To investigate the prevalence of PGDICD−11, we first evaluated the diagnostic statuses among all interviewed patients according to the I-PGD-11 and the IPGDS using strict and moderate criteria for PGD. For a diagnosis of PGDDSM−5−TR, one of the items 3 or 4 and at least three of the items 5–12 of the PG-13-R must be rated 4 or higher, while item 13 must be affirmed. We also calculated the agreement between the I-PGD-11, PG-13-R and IPGDS and diagnostic algorithms using Cohen’s kappa.

Missing values

We excluded one patient from the analyses of the psychometric properties of the I-PGD-11 and PG-13-R due to missing values on those measures. However, for the calculation of prevalence rates, their data were retained based on the existing answers. Five patients did not complete the IPGDS, they were excluded from the analyses concerning the IPGDS. Five other patients had one missing value on the IPGDS each. They were included in the calculation of prevalence rates based on the IPGDS, but we used pairwise exclusion in other analyses involving the IPGDS. Six patients did not fill out the BSI and were excluded from the respective analyses. Cases with single missing values on the BSI were handled as suggested in the instrument’s manual.

Results

Sample characteristics

Sociodemographic and loss-related characteristics of the sample are presented in Table 1. Participants were on average 45.27 years old (SD = 14.66, range: 18–86 years). Forty-six (n = 45.54%) participants identified as female, 54 as male (n = 53.47%) and one as non-binary (n = 0.99%). A migration background was reported by 46.53% of patients (Turkey: 10.89%, Poland: 6.93%, Croatia/ Philippines/ Russia: each 2.97%, other countries: 19.8%). Two patients reported grief as the reason for in-patient treatment; all other patients were admitted for other reasons. Drug or alcohol abuse or detox were stated most often as a reason for admission (28.48% of reasons), followed by depression (23.18% of reasons), suicidality (10.61%), anxiety (9.27%) and other reasons (28.48%). Patients met a mean of 2.53 comorbid diagnoses (range: 1–8), while most patients had one or three diagnoses (28.71%, respectively). Most participants had lost other family members (e.g., siblings, grandparents, etc.) or friends (48.51%). The mean time since loss was 11.06 years (SD = 11.19, range: 0.02–53.00 years). Most deaths were natural (79%), but unexpected (61.39%).
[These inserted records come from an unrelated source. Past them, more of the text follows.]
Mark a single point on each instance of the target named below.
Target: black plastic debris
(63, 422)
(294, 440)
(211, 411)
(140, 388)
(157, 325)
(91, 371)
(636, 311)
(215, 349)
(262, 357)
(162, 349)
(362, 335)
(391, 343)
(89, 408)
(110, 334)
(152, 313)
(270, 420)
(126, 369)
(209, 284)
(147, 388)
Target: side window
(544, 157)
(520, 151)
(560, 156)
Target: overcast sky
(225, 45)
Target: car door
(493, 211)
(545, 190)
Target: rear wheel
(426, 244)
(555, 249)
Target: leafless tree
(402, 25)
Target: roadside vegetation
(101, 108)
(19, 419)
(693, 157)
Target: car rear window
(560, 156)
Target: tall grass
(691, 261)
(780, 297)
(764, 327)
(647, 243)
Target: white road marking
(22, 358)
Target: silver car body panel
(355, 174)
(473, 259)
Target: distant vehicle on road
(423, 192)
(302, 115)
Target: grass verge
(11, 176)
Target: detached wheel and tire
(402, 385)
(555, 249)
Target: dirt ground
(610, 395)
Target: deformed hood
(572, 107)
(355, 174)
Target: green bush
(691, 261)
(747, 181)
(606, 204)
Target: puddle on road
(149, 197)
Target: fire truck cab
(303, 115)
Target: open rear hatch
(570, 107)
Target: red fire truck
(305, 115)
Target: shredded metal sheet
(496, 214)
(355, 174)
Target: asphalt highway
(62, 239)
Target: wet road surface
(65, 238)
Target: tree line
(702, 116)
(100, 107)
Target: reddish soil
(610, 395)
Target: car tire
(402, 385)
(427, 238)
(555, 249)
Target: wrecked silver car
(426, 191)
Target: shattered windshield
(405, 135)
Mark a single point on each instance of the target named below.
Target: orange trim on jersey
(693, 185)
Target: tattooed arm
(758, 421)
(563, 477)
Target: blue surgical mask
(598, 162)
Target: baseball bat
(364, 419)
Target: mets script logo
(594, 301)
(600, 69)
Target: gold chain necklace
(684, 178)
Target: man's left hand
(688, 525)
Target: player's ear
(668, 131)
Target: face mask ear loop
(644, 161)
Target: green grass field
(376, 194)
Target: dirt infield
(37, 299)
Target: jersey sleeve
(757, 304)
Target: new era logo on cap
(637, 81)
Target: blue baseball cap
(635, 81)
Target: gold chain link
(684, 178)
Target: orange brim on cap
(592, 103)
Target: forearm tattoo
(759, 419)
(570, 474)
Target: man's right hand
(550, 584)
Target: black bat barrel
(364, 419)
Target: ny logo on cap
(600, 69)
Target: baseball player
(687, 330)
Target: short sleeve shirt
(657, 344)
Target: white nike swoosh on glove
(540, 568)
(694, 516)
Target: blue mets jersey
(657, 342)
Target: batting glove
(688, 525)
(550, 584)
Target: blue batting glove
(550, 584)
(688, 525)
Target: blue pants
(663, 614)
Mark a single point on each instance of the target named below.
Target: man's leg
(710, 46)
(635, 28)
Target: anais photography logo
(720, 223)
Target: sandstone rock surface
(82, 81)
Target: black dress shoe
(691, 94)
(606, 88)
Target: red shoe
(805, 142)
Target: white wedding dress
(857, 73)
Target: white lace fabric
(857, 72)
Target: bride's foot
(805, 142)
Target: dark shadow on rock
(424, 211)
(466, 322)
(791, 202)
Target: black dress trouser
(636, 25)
Table 1 Sociodemographic and loss-related characteristics

Psychometric properties of the I-PGD-11

Correlations among the 13 I-PGD-11 items with a Likert response format and the sum score are depicted in Fig. 2, and item mean values, standard deviations, skewness, difficulty, and discrimination are depicted in Table 2. The EFA yielded three factors with eigenvalues greater than 1.0 (i.e., 5.45, 1.40, 1.03; see Table 3). Figure 3 depicts the scree plot including the parallel analysis. In the parallel analysis two factors were above the simulated curve, which pointed towards a two-factor solution. However, the graph clearly depicts an “elbow” after the first factor. Therefore, a one-factor solution could also be plausible. Taken together, the three methods to determine the number of factors did not yield uniform results. We discarded the three-factor solution according to the Kaiser-Criterion since it seems to overestimate the number of factors [59]. When calculating the parallel analysis, we mostly received the result of a two-factor solution but depending on the seed, number of iterations and factor method, some results also pointed towards a one-factor solution. Given that the factors other than the first factor did only explain little variance and generally, more sparse factor solutions are recommended, we opted for a one-factor solution. The factor loadings are depicted in Table 2. Most items loaded above 0.5 on this one factor which can be seen as support for the decision for the one-factor-solution. Item 9 had a very low loading on the factor and a closer inspection revealed that its formulation was too narrow. The distribution of sum scores of the I-PGD-11 including all items with a Likert response format as compared to a normal distribution are depicted in Fig. 4. I-PGD-11 sum scores were not normally distributed in the current sample (Shapiro-Wilk normality test: W = 0.95, p < 0.01, and Fig. 4).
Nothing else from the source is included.